Pensez-vous que l’on peut améliorer la prise en charge en mobilisant mieux la médecine scolaire ? Si oui, quelle place accorder à cet outil aujourd’hui fragile et comment mieux le soutenir ?
Les médecins scolaires et les assistantes sociales sont une des premières lignes pour détecter les VIF et nous avons besoin d’eux. Accroître le personnel médical et infirmier à l’école est une nécessité. En moyenne un personnel infirmier a sous sa responsabilité 1600 élèves. Il faudrait, dans l’idéal, diviser ce nombre par deux par infirmier d’ici la rentrée 2027.
Nous devons travailler à cet accroissement et travailler ce sujet aussi bien avec l’Éducation nationale que la Santé et les collectivités.
Il faudrait également prévoir dans le questionnaire Esculape des médecins scolaires des questions liées aux violences intrafamiliales et sexuelles.
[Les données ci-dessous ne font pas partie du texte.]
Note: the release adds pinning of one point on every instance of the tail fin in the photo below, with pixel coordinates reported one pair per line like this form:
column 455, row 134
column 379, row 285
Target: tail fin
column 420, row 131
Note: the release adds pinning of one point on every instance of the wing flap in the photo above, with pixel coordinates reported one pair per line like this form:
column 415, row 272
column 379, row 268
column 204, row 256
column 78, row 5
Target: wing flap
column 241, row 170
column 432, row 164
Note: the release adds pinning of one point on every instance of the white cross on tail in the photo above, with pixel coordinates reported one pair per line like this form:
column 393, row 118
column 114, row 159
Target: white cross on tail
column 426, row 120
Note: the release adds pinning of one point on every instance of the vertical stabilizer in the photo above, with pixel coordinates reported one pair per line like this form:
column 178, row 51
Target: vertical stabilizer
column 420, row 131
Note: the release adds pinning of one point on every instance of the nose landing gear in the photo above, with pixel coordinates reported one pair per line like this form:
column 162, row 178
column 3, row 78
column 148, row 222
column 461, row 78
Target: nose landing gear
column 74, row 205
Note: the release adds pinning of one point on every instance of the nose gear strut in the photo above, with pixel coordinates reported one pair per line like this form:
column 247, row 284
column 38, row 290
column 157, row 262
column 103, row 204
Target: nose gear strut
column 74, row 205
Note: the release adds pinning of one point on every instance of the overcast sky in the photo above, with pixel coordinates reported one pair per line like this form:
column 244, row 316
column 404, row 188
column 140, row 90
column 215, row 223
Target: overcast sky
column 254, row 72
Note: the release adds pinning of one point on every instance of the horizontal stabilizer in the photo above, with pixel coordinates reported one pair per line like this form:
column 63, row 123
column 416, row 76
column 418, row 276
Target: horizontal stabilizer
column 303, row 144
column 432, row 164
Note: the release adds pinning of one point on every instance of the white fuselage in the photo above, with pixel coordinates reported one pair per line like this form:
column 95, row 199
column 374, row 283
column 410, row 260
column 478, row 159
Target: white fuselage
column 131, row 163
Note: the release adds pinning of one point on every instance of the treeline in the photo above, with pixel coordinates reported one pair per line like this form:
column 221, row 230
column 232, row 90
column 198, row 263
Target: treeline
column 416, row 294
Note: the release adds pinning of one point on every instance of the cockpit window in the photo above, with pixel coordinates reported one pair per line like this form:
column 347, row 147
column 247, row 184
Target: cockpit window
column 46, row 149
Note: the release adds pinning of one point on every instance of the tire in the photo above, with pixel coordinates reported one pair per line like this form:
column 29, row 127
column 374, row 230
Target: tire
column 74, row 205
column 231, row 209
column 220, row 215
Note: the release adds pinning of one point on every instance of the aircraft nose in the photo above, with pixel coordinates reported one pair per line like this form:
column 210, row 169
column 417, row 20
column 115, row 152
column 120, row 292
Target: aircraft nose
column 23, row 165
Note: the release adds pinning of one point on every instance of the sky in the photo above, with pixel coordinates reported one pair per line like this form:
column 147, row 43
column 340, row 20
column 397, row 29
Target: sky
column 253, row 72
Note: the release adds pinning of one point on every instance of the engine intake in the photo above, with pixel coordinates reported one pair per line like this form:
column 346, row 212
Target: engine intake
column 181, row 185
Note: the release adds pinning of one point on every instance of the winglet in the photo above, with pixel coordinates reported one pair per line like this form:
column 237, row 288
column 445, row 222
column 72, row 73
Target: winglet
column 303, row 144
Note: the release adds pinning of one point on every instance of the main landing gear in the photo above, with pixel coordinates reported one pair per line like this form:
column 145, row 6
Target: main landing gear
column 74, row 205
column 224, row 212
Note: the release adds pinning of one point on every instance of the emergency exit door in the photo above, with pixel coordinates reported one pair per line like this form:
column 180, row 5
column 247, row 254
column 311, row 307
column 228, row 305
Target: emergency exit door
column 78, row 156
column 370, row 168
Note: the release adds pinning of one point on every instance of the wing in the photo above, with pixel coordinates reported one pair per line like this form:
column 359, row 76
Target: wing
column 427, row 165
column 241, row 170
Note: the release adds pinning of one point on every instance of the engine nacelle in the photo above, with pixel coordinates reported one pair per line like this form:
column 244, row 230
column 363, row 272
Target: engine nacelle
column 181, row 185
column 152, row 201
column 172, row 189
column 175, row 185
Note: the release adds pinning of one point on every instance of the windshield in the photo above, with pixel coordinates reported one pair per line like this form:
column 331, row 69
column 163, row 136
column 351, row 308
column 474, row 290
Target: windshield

Enfin, afin de soutenir le travail de la médecine scolaire, il me semble important d’assurer la coordination du repérage et de la détection des violences avec le personnel de cantine, les agents territoriaux spécialisés des écoles maternelles (ATSEM) ainsi que les animateurs périscolaires en les formant aux violences sur les enfants et en mettant en place un partage avec la direction de l’établissement.
Enfin, il faut que l’enfant lui-même puisse savoir que ce qu’il subit est une violence. C’est tout le sens du programme d’Éducation à la Vie Affective et Relationnelle et à la Sexualité (EVARS). Nous devons les déployer pour qu’un enfant sache qu’il n’est, par exemple, pas normal de recevoir des baffes.